Selling fast food in the Fast Food Nation ain’t what it used to be. Between 2002 and 2016, KFC’s US footprint shrank from 5,472 locations to 4,270.

But in Ghana, the fried-chicken giant’s popularity is soaring. (Here’s a great 2014 piece by Alex Park on how the Gates Foundation helped KFC’s push into Africa.) The company, The New York Times reports, is winning customers with an aggressive marketing campaign “designed to appeal to a first generation of middle-class consumers looking for new experiences,” with appeals from “hustlers and influencers” who “rose from the streets and climbed the social ladder.”

It’s a common pitch from Western fast-food companies in the Global South: home-cooked traditional fare represents old ways, while branded fast food means modernity and affluence.

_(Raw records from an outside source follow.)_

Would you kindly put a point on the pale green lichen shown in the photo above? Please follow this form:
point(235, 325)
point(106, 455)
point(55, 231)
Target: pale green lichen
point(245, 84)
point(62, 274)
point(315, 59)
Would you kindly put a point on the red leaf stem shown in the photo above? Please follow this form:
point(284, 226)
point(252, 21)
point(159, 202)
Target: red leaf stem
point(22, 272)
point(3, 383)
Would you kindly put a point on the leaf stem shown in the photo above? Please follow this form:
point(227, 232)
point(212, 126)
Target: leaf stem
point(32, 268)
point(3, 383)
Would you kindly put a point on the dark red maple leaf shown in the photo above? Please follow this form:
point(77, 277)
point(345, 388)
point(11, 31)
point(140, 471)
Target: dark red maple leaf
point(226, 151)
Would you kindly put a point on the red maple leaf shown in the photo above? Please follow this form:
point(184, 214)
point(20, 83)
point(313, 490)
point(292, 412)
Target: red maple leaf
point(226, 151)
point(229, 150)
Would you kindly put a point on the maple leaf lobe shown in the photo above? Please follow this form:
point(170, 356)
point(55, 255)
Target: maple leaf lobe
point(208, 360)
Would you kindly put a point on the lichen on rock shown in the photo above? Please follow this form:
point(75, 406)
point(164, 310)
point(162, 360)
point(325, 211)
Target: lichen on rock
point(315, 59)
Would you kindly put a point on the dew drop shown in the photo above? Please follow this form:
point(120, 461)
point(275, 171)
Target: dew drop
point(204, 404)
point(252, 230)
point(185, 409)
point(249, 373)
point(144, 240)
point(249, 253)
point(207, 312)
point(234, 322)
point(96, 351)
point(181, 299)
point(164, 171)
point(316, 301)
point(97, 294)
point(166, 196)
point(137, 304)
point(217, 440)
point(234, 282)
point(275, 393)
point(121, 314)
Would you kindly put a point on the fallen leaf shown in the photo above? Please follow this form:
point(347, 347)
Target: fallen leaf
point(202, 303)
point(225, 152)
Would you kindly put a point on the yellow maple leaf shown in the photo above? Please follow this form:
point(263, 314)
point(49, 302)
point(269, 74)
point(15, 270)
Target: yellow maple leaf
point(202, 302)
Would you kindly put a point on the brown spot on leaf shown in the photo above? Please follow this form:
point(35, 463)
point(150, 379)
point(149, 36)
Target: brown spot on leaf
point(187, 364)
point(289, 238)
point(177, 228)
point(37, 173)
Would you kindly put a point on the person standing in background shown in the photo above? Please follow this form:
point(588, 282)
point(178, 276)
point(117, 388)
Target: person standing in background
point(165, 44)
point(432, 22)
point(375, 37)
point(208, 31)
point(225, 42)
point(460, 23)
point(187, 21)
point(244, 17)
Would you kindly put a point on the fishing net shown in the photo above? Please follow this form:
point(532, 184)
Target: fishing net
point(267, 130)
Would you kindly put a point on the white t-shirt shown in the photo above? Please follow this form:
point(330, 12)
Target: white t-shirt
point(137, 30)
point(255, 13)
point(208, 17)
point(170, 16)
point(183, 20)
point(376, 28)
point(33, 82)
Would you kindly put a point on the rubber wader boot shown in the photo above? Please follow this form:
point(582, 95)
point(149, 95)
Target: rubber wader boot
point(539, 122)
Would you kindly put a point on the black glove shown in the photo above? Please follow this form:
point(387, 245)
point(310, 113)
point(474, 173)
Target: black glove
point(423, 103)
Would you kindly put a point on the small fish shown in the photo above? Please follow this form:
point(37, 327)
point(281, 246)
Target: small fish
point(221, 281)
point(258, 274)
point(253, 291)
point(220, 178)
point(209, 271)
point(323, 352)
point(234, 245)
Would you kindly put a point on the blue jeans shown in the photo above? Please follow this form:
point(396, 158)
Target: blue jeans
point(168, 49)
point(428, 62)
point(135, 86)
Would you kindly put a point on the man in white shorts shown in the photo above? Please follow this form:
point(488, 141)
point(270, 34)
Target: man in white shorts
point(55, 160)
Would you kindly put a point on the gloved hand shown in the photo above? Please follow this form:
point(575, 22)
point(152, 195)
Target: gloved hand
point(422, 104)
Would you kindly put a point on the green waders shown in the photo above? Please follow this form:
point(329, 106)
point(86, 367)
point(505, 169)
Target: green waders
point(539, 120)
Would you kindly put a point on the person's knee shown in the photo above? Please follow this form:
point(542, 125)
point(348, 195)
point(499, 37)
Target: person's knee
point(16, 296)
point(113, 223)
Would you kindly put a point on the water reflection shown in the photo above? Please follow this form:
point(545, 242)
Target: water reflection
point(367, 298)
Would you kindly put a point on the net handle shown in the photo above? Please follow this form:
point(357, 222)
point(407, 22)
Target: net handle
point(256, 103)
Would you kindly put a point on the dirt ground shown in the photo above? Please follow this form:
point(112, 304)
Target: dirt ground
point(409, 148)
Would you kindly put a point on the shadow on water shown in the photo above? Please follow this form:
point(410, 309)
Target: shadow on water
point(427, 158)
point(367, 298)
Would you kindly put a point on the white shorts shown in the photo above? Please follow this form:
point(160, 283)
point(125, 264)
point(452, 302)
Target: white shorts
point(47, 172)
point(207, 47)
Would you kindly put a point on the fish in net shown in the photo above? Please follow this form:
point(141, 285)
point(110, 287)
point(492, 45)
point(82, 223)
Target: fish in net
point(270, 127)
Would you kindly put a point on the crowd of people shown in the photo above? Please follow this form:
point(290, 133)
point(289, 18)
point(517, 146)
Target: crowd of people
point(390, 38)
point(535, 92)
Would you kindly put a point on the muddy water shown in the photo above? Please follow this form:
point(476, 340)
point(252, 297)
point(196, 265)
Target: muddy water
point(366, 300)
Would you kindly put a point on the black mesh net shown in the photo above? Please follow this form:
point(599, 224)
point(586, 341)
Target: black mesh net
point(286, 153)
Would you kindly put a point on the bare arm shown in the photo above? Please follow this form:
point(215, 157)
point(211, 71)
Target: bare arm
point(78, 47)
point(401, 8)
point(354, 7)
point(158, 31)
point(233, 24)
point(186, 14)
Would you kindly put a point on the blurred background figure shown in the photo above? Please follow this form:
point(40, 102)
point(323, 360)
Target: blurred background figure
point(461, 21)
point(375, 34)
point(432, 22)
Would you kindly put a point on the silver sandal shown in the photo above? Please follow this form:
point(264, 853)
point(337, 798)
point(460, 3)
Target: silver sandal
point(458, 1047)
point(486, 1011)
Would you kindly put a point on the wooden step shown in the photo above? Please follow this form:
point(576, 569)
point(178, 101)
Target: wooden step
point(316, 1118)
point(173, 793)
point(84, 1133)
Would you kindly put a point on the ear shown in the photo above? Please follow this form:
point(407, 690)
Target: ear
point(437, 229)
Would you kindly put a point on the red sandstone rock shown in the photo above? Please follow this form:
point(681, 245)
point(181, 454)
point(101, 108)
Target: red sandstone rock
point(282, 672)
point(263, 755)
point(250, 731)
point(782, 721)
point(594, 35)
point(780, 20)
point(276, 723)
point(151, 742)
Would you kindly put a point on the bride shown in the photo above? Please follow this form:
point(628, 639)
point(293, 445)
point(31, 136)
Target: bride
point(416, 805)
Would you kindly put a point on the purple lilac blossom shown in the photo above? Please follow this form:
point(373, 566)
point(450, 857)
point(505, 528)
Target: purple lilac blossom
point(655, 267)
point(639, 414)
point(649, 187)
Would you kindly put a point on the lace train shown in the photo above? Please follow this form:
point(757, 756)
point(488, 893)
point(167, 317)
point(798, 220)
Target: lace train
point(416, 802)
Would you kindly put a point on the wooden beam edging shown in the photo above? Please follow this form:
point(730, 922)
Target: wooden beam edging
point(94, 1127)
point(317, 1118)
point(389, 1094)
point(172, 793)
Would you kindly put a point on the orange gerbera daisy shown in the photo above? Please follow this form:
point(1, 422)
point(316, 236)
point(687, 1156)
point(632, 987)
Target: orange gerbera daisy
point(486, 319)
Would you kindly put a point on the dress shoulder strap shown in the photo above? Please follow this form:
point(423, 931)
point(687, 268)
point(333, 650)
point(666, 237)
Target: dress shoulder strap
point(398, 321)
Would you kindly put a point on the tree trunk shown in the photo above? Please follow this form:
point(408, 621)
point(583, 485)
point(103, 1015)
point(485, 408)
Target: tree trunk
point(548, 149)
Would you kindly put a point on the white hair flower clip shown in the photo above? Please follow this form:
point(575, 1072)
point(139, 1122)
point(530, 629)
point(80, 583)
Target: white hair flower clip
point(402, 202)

Here’s The Times:

“People march their sons and daughters to buy KFC and buy pizza and they like to show them what we can afford,” said Matilda Laar, who lectures about family and consumer sciences at the University of Ghana. KFC isn’t just food, she said. “It’s social status.”

In short, the US market for junk food remains profitable, but publicly traded companies like Yum! Brands, KFC’s parent, crave steady growth. And for that, they must look beyond the United States. Today, just 20 percent of KFC’s outposts are located in the United States, while 60 percent are located in so-called “emerging markets”—low- to middle-income countries like Ghana, with growing middle classes on the hunt for novel foods.

The same trend is afoot in the kind of processed food you find at the center of the supermarket. Back in June, Nestlé put its candy division—think Butterfinger, Crunch, and Baby Ruth bars—up for sale, because “demand for sweets has fallen off in the United States,” as The Times put it. 

While it retrenches in the United States, the Swiss candy giant—the world’s largest packaged-food conglomerate—is pushing hard into emerging markets with the same gusto as KFC. Last month, New York Times reporters Andrew Jacobs and Matt Richtel took a deep dive into Nestlé’s long effort to conquer Brazil. The company has dispatched a team of 7,000 saleswomen from urban slums out to the countryside, to “expand its reach into a quarter-million households in Brazil’s farthest-flung corners,” Jacobs and Ritchell report. The items they’re pushing include the sweet snacks much like the ones Nestlé is backing away from in the United States, as well as Mucilon, a sugary porridge for infants.  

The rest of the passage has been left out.